宗教哲学会・学術大会

 昨日、京都大学文学研究科を会場に、宗教哲学会の第7回学術大会が開催された。わたくしは、午前中と夕方に所用が入っていた関係で、午後のシンポジウムのみ出席することができた(この数年、同じ状況である。スケジュールが重なるのはしかたがないことである)。

 シンポジウムは、「身体と宗教」というテーマで、三人のパネリストの提題が行われ、その後、パネリスト間、フロアーとの質疑応答がなされた。

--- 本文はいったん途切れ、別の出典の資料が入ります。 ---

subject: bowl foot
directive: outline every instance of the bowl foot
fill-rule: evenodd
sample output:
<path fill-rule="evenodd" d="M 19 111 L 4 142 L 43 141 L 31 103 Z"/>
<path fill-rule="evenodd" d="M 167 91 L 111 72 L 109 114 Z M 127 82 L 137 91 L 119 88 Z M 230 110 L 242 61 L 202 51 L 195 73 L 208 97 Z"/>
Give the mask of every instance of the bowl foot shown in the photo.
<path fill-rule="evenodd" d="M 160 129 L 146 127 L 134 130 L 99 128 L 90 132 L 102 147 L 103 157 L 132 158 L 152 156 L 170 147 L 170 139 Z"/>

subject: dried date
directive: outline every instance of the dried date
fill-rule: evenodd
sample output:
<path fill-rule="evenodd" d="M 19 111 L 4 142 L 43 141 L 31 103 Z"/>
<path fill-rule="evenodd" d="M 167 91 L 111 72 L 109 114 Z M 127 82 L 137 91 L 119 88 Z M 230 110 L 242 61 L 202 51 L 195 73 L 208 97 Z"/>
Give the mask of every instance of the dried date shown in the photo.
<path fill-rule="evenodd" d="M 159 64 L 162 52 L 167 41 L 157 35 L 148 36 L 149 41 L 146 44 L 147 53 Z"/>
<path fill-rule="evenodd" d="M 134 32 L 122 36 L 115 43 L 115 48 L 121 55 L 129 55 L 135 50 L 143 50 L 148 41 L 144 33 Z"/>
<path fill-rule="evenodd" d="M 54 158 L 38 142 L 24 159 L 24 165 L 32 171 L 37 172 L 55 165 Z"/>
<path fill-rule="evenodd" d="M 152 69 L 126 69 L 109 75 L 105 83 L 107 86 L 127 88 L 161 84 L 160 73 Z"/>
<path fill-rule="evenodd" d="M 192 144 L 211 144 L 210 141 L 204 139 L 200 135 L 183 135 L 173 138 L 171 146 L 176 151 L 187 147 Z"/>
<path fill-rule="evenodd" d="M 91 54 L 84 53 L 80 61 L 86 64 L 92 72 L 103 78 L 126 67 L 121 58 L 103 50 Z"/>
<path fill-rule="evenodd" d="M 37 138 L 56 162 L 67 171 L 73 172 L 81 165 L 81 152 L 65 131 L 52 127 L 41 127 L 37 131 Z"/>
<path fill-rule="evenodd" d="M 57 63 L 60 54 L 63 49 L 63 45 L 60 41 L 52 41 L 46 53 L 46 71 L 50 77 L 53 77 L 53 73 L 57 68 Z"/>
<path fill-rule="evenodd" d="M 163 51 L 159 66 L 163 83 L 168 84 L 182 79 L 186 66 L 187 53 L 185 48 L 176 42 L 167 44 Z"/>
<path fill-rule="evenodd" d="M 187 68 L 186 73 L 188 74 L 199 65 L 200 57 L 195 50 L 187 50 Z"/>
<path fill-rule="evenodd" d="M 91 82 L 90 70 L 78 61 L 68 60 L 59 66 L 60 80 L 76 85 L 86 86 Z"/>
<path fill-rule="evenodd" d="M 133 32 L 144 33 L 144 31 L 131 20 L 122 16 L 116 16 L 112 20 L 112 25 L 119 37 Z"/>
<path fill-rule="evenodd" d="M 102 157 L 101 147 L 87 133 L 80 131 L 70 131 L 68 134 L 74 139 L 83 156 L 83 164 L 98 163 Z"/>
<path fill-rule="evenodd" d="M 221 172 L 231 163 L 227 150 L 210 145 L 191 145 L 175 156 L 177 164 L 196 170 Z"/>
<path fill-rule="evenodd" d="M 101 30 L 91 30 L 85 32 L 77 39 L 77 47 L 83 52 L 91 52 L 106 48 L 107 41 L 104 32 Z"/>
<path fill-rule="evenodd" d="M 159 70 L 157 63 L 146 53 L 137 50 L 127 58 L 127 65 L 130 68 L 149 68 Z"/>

棚次正和(京都府立医科大学)「身心論の射程と祈りの変容」
杉本耕一(愛媛大学)「西田における歴史的身体と身体を越えたもの──盤山宝積の剣をめぐって」
魚住孝至(放送大学)「武道修行による身心の変容──ヘリゲル『弓と禅』を手掛かりに」

 それぞれ、よく準備された聞き応えのある提題であったが、特に魚住さんの提題はさまざまなことを考えさせるものであった。
 宗教哲学は「哲学」であり、そこで、宗教「経験」がいかなる意味をもつかは、いまだ明確な解明がなされていない古典的な問いであるが、魚住さん提題は、経験(身と心の変容の経験)が決定的な位置を占めることを示唆するものであり、弓道の事例に即した話しであり、かなり納得できる主張であった。宗教経験との突き合わせのない、概念の組み合わせと推論においてなされる議論は、いわば仲間内の言語ゲームであり、部会者には、しばしば何の議論をしているのか不明な言葉遊びのような印象すら生じることがある。かといって、「宗教経験のない」者が宗教を論じられないという主張にも問題がある。経験、特に宗教経験について十分な掘り下げが、なおも、あるいは更に必要というのが、わたくしの印象である。ともかくも、実定的な宗教との接点をまったく有しない「宗教」研究とは何であるかは、問われねばならない。
 
 これは、シンポジウムの内容には関係ない感想であるが、弓が弓「道」になるということは何を意味しているのだろうか。日本文化には、「・・・道」として精神化する傾向があるようにも思われる。武士道しかり。